Ok then. I see that EBDIC is widely unused, and I agree that UTF-32
requires a lot of code, because of endianess.

>
>> - In section 2.9.1, I completely don't understand the part about DOM
>> attributes of type HTMLElement, especially the subpart about setting.
>
> I'm not sure how to clarify it... What don't you understand? Or rather,
> what _do_ you understand?

Honestly, I cannot remember what was the problem (maybe you changed it
in the meantime). Now I understand that it is a content attribute
containing an ID, and a DOM attribute containing (a reference to) the
corrisponding HTML element.

>> - In section 2.9.5, instead of define DOMStringMap only for EcmaScript,
>> use explicit indexing operation in the IDL, add them the [NameGetter] /
>> [NameSetter] / [NameDeleter] attributes, and add a [NoIndexingOperation]
>> to the whole interface.
>
> Why?

Firstly, now it is section 2.9.6. Secondly, if you write something like
[NoIndexingOperation]
interface DOMStringMap {
[NameCreator][NameSetter] void setString(in DOMString name, in DOMString value);
[NameDeleter] void removeString(in DOMString name);
[NameGetter] DOMString getString(in DOMString name);
}
and then you say that the EcmaScript binding uses the standard [[Get]]
and [[Put]] operations, you get the current implementation but you
allow DOMStringMap to be used outside ES.

>
>> - In section 2.9.6 you discourage use of hasFeature. Firstly, if an
>> implementation says true and it is not compliant, it is not a spec bug,
>> it is an implementation bug.
>
> This isn't much of comfort to authors.

It is. Implementation bugs can be reported, hopefully fixed, worked
around and even avoided if you ask the user to change browser. Spec
bugs instead are a problem for everyone.

>
>> Secondly, to allow implementation granularity, you could define more
>> features (for example HTML 5.0, XHTML 5.0, HTMLCanvas2D 5.0, HTMLSection
>> 5.0, HTMLDatagrid 5.0, HTMLMediaObject 5.0 etc.)
>
> Why not rely on the features themselves instead? The whole hasFeature()
> idea is deeply flawed, IMHO.

You can just check once for hasFeature("XHTML","5.0") rather than
checking every time if "createElementNS" exists and if calling it with
the XHTML namespace result in the correct interface.

>
>> - In section 3.2.1, seems that interfaces other than Document and
>> HTMLDocument should be exposed by the object only if different
>> namespaces are found in the document. This is not true: SVG UAs for
>> example must always expose the SVGDocument interface on Document.
>
> What SVG requires is defined by SVG; the spec here is just saying that
> HTML5 isn't attempting to push the other specs away.
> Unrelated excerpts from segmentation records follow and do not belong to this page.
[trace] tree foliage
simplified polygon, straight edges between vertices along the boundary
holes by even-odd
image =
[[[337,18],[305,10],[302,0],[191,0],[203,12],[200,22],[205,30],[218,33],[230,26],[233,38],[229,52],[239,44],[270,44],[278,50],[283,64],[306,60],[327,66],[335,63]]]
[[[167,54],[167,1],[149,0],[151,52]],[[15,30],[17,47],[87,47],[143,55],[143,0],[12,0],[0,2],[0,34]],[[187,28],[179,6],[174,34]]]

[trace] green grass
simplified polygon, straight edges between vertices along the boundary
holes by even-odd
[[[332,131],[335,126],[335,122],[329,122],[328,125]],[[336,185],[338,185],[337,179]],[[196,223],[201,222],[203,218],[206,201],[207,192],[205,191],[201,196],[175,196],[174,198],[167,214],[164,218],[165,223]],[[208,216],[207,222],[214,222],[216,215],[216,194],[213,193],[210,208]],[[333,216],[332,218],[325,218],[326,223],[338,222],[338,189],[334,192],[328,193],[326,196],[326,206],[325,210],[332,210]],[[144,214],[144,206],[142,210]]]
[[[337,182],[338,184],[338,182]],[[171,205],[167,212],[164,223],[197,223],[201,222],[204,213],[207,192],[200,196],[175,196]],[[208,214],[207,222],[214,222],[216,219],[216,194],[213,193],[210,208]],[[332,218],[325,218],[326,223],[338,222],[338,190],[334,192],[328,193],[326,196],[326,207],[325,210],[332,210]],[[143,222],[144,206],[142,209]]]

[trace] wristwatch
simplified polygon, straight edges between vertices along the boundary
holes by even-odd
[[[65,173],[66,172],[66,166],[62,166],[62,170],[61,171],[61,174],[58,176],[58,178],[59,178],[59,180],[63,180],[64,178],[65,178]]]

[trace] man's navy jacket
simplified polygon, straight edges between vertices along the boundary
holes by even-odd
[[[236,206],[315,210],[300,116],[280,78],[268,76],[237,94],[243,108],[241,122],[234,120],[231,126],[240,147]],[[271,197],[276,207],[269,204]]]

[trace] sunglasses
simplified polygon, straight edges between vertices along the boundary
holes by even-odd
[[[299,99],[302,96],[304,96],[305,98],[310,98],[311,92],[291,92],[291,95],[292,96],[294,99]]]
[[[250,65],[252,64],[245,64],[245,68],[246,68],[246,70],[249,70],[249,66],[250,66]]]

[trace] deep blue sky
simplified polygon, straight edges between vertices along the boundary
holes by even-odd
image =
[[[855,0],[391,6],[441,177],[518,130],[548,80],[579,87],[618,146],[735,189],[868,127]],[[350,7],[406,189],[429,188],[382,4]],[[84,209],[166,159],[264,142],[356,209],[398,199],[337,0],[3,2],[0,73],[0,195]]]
The spec says: "Document objects must also implement the
document-level interface of any other namespaces found in the document
that the UA supports."
This should be made clearer, IMHO.

>> - document.lastModified should return null or the empty string if the
>> last modification date is not known (what if the document was really
>> last modified on January 1st 1970?)
>
> This was changed to match implementations.

Ok

>> and I don't understand why CSS1Compat vs BackCompat if the quirks are
>> limited to parsing
>
> The names were invented by Microsoft long ago.

Ok then.

>
>> - Why do we have both document.charset and document.characterSet?
>
> I'd rather have neither, but implementations have both.

Ok.

>
>> - In section 3.2.4, about title in the author-only text, remember that
>> Document always implements SVGDocument and HTMLDocument.
>
> Yes?

I meant that there is always an SVGDocument interface at same point of
class hierarchy. But it is clearly specified "in SVG documents". My
fault.

>
>> - What on earth does "incumbent" mean? (about document.body)
>
> It's the one currently holding the office of "the body element", as
> opposed to the one that's about to replace it.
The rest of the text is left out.